In an industrial food system, when produce is shipped hundred or even thousands of miles, it must be picked before it is ripe to survive the transit time (if I remember recent readings, the average supermarket produce travels over 1,500 miles). Obviously based on the picture, tomatoes are picked a LONG time before they are ripe! Industry guidelines recommend that tomatoes destined for shipping be harvested green, a stage at which they more impervious to being sorted mechanically, packaged and transported over great distance. The bruises don’t show then because the tomatoes are so hard. How do they ripen then? They don’t! They are made to turn red by going through a “ripening” room where they are exposed to ethylene gas. Ethylene does not make the tomatoes ripen (i.e. does not cause the formation of more sugars and the development of good flavors) it simply changes their color from green to red – making them look ripe. So if you ever wondered why supermarket tomatoes don’t taste that good… that’s why.
But you don’t have to settle for things that look like tomatoes but sure don’t taste like one. For tomatoes that taste like tomatoes:
1. Buy when they are in season; in the Northern Piedmont, tomato season really starts in July and continues through October. With the help of a hoop house and careful selection of cultivars, a farmer can bring some good tasting tomatoes to market in May – extending the fresh season to 6 months (those early tomatoes will be commensurately more expensive as they take more care and more money to grow).
2. Go for local tomatoes that have traveled minimum distance and have had greater chance of being picked ripe. Some supermarkets are carrying local produce, and to ensure this continues, you should let the manager know you appreciate that. If they don’t carry local produce, ask that they do. Of course, one has to make sure that their definition of “local” match yours: I remember a supermarket in Northern Virginia touting their “local” produce from New Jersey! If you are not growing tomatoes yourself, the best place for really local and really fresh tomatoes is at a producer-only farmers market.
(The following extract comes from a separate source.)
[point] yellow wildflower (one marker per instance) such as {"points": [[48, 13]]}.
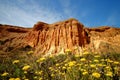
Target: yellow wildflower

What do you do the rest of the year when tomatoes are not in season? You don’t eat them fresh. If you eat them at all, you eat them dry, canned or even frozen. You buy extra in September when they are abundant and you freeze them: they’ll be fine for sauce and soup. Or you learn to can them, it really is not difficult; it’s not even that time consuming if you make it a fun family or group of friend project – and it’s very satisfying. It will be the best tomato sauce you ever had too…
In our household, a perfectly vine-ripen tomato is a much awaited event. One cannot understand the incredible pleasure of a simple tomato sandwich, or a tomato and mozzarella salad unless using fully ripe flavorful tomatoes. Before I had a large garden, I refused to buy them until I could have “dirt-grown” tomatoes from my area. Now that I grow a few of them, the plants are carefully watched for the first fruit to turn red (or pink or orange depending on the cultivar). They are eaten gleefully as we relish their juicy perfection, a wonderful mixture of sweetness and tartness, their sheer tomatoness: a delight we’ve not had in 6 months. A taste we can look forward to for the next few months, until frost or so. And then that’s it, until next summer again. In the meantime, there’ll be many other vegetables to enjoy at their best.
Give tomatoes a chance. Don’t settle for third or fourth rate gassed tomatoes. Allow yourself to take part in (and to become part of) the cycle of the seasons.